When we discuss leadership development, we don’t talk about the basic behaviours that can make or break a leader. We focus on things like delegation, strategic thinking, and communication. These are important, but good leadership also needs a strong foundation. It’s assumed that anyone who has moved into a leadership role already has the basics under control, and in some cases this may true. However, if we think about the reasons why leaders fail, we can often trace the problem back to a rocky foundation.
One foundational practice is the ability of a leader to manage her own fear. We all manage fear to a certain extent on a daily basis, even though we don’t realize it. If we can identify and manage fear when it appears, we’ll be more successful in life, and in leadership.
Let’s back up and look at the basics of fear.
Fear is generated by the oldest part of our brains – sometimes referred to as the reptilian brain. This part of our brain has one job, and that’s to make sure we survive. The reptilian brain is directing us when we talk about “fight or flight”, but it’s other mantra is “lack or attack”. All of our fears stem back to either lacking something, or being attacked. Our reptilian brain wants us to be mediocre, because mediocre is safe. It gets alarmed when we think about doing anything unusual, or anything even slightly risky. It will do everything it can to keep us from moving out of the narrow confines of it’s definition of “safe”.
The cerebral cortex is the newest part of the brain, and some say that it’s still developing. One of it’s key functions is the ability to visualize. We can use the cerebral cortex to calm the reptilian brain if we are able to observe the fear when it comes, and use our evolved brain to rationalize it.

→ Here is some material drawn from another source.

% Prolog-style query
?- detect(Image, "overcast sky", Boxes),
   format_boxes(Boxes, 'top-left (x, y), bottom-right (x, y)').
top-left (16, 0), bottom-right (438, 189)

So how can we develop a firmer leadership practice around fear? If you can take a few moments to recognize that you’re in a state of fear and observe what’s happening in your mind, you can use your higher thinking to stay in control.
1. Talk to your fear. Seriously, ask it why it’s here. For example, you are asked to deliver a presentation at a high-level conference. You’re thrilled to be asked but also filled with fear. Enough fear that you’re considering saying no. Find a quiet place to have a conversation with your fear. Ask, “Fear, why don’t you want me to give this presentation?” The first answers will probably be obvious. But keep asking why. If one of the first answers is, “You don’t have enough time to prepare”, ask “Why does that matter?” By continuing to ask why, your fear may eventually reveal that you are afraid of making a fool of yourself. Remember, your fear wants you to be mediocre. Your lizard brain can’t handle the risk involved in a high-profile presentation. Figuring out the origin of the fear can help you manage it.
Having a coach to guide you through the conversation with your fear can help you get to the root more quickly. Journaling is also a good way to record the conversation so you can use the information later.
2. Use what you’ve learned from the conversation to manage your fear. Say that you decide, despite your fear, to do the presentation. As the day gets closer, the fear comes back. You already know that one reason the fear is there is to prevent you from making a fool of yourself. You can mitigate that by blocking off time to practice the presentation so you feel like you’re prepared. Your brain will be reassured that you are not in trouble, and the fear will back off.
3. Visualize yourself in the middle of the fearful situation. Do not, under any circumstances, visual yourself doing poorly! Your brain is very influenced by visualization and you don’t want to give it the wrong idea. Spend time every day picturing yourself giving an amazing presentation. Imagine every detail, right down to the audience applause, and what you’re wearing. This will help the fear to see the presentation as a positive, unthreatening event, and you’ll feel less panic.
4. Imagine the time after you’ve successfully faced your fear. This is a great visualization to use right before the event, when your brain is working overtime with fear. Picture how you will feel, how you appear, how you will behave. In the case of the presentation, imagine people congratulating you afterward. Imagine your boss telling you that you did a great job, or you gaining a reputation as an expert in your field. This is really dangling a carrot in front of brain to keep you moving through the fear.
Basic leadership fears may be showing up for you in some common ways:
· My staff/colleagues won’t respect or like me.
· I’m not prepared for the work I need to do so I might look foolish.
· My boss doesn’t think I’m doing a good job.
· I’m afraid to deal with conflict.
These techniques can be applied to any situation where fear is a factor. Sometimes it’s hard to identify and observe our own emotions – we’re too close to see the forest for the trees. That’s where a coach can help you sort out the issues and solve the underlying problem, so you don't go to the dark side.